Ведь мы же должны экономить? Собирать-собирать денежки, складывать их в банк, ждать роста процентов на проценты, быть уверенными в завтрашнем дне?
Алекс, я все хотела тебя спросить: а зачем мы должны быть уверены в старости? Ты волнуешься, что нас не похоронят «по-людски»? Но я, честное слово, не видела валяющихся на улице трупов. Ни у нас, в Сиэтле, ни даже здесь… Хотя здесь я еще мало ходила по улицам.
Алекс, скажи, зачем нам старость, если у нас не было юности, молодости и зрелости? Нам же даже нечего будет вспомнить! Особенно тебе.
– Мой тоже меня везде с собой возит, – сказала Наталья Станиславовна.
– Мне это подходит, – сказала я. – Мне подходят ваши гены.
Знаешь, как она ко мне обращалась?
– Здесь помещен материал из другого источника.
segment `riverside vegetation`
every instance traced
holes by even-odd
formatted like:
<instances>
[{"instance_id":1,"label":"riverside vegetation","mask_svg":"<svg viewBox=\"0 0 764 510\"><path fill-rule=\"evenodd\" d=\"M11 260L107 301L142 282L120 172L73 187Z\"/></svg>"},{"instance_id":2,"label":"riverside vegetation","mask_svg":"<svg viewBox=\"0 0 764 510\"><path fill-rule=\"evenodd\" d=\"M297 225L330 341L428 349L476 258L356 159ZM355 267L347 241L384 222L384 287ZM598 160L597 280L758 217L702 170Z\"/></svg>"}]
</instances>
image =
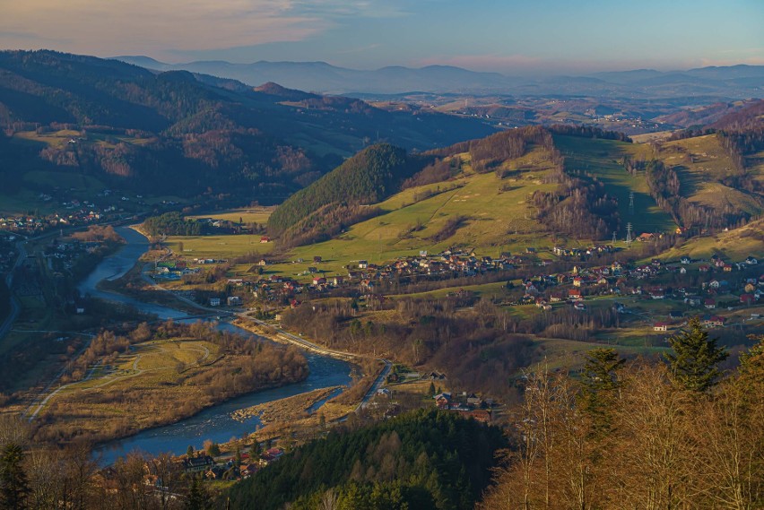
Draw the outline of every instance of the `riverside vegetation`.
<instances>
[{"instance_id":1,"label":"riverside vegetation","mask_svg":"<svg viewBox=\"0 0 764 510\"><path fill-rule=\"evenodd\" d=\"M103 331L67 367L65 385L35 421L35 437L106 441L307 376L296 348L253 341L212 324Z\"/></svg>"}]
</instances>

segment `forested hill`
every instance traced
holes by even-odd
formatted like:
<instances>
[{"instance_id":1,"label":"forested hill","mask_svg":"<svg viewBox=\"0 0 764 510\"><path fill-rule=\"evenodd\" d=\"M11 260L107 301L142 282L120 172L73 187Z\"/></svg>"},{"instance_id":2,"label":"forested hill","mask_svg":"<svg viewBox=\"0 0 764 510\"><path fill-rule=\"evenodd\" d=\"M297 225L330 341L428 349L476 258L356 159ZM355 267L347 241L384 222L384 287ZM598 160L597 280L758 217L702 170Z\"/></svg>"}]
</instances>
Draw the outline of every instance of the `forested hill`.
<instances>
[{"instance_id":1,"label":"forested hill","mask_svg":"<svg viewBox=\"0 0 764 510\"><path fill-rule=\"evenodd\" d=\"M352 432L331 432L231 488L231 508L472 508L488 485L500 429L420 411Z\"/></svg>"},{"instance_id":2,"label":"forested hill","mask_svg":"<svg viewBox=\"0 0 764 510\"><path fill-rule=\"evenodd\" d=\"M493 132L473 119L47 50L0 52L0 130L9 192L49 192L23 178L35 171L147 194L249 200L285 197L371 140L427 150ZM22 161L13 178L6 160Z\"/></svg>"},{"instance_id":3,"label":"forested hill","mask_svg":"<svg viewBox=\"0 0 764 510\"><path fill-rule=\"evenodd\" d=\"M304 231L306 221L326 220L341 210L347 218L364 215L364 206L398 192L401 183L421 170L424 160L387 143L372 145L291 195L271 215L268 228L281 235L296 226Z\"/></svg>"}]
</instances>

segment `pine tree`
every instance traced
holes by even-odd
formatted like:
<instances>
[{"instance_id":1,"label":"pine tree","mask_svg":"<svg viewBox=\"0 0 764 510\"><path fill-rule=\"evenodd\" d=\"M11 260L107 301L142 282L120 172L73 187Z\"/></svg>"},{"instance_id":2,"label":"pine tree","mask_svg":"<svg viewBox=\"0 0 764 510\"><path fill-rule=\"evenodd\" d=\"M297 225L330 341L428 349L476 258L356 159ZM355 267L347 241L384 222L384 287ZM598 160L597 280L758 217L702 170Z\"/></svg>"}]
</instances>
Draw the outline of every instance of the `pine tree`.
<instances>
[{"instance_id":1,"label":"pine tree","mask_svg":"<svg viewBox=\"0 0 764 510\"><path fill-rule=\"evenodd\" d=\"M716 364L729 356L726 349L716 347L716 339L708 338L700 319L693 317L690 331L669 337L673 354L667 354L674 380L688 390L705 392L716 384L721 372Z\"/></svg>"},{"instance_id":2,"label":"pine tree","mask_svg":"<svg viewBox=\"0 0 764 510\"><path fill-rule=\"evenodd\" d=\"M26 508L30 493L27 475L22 467L23 450L16 443L8 443L0 456L0 508Z\"/></svg>"},{"instance_id":3,"label":"pine tree","mask_svg":"<svg viewBox=\"0 0 764 510\"><path fill-rule=\"evenodd\" d=\"M621 385L619 372L624 362L614 349L594 349L586 356L581 373L580 402L592 419L595 433L606 433L611 428L611 410Z\"/></svg>"},{"instance_id":4,"label":"pine tree","mask_svg":"<svg viewBox=\"0 0 764 510\"><path fill-rule=\"evenodd\" d=\"M257 439L253 441L252 445L249 446L249 462L254 462L262 454L262 448L260 448L260 442Z\"/></svg>"},{"instance_id":5,"label":"pine tree","mask_svg":"<svg viewBox=\"0 0 764 510\"><path fill-rule=\"evenodd\" d=\"M204 484L199 481L199 479L194 477L191 480L191 486L188 488L186 510L206 510L207 508L212 508L210 495Z\"/></svg>"}]
</instances>

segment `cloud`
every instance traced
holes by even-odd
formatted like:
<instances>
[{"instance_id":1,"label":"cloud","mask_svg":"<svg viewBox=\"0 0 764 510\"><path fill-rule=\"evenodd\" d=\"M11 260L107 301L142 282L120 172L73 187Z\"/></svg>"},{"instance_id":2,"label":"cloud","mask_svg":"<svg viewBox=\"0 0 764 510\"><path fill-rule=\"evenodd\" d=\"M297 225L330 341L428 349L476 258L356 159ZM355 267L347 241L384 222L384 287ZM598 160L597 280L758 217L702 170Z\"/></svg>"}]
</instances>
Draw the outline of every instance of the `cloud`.
<instances>
[{"instance_id":1,"label":"cloud","mask_svg":"<svg viewBox=\"0 0 764 510\"><path fill-rule=\"evenodd\" d=\"M381 0L23 0L5 2L4 48L100 56L303 40L353 16L397 16Z\"/></svg>"},{"instance_id":2,"label":"cloud","mask_svg":"<svg viewBox=\"0 0 764 510\"><path fill-rule=\"evenodd\" d=\"M431 56L417 61L416 65L455 65L473 71L510 71L536 69L544 61L526 55L459 55Z\"/></svg>"}]
</instances>

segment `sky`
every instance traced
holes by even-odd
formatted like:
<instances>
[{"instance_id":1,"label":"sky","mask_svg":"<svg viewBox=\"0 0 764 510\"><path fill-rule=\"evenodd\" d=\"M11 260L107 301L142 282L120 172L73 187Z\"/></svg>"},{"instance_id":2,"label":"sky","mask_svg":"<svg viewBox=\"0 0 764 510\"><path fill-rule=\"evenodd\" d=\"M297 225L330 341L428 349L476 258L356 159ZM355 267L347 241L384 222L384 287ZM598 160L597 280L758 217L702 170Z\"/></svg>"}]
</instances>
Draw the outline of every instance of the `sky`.
<instances>
[{"instance_id":1,"label":"sky","mask_svg":"<svg viewBox=\"0 0 764 510\"><path fill-rule=\"evenodd\" d=\"M764 65L764 0L0 0L0 48L509 75Z\"/></svg>"}]
</instances>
Николь Николаевна! И на «вы», на «вы»!
А должна была сказать: «Ах ты сука подзаборная! Ах ты дрянь американская! И как тебе только жопу свою трехтонную не лень через океан сплавлять? Да я тебя в тюрьму! По этапу! За растление! Рожу серной кислотой пополам с говном залью!» (Про серную кислоту я узнала из их новостей. Не поверишь – что ни программа, так обязательно о том, как кто-то кого-то кокнул или серной кислотой залил.)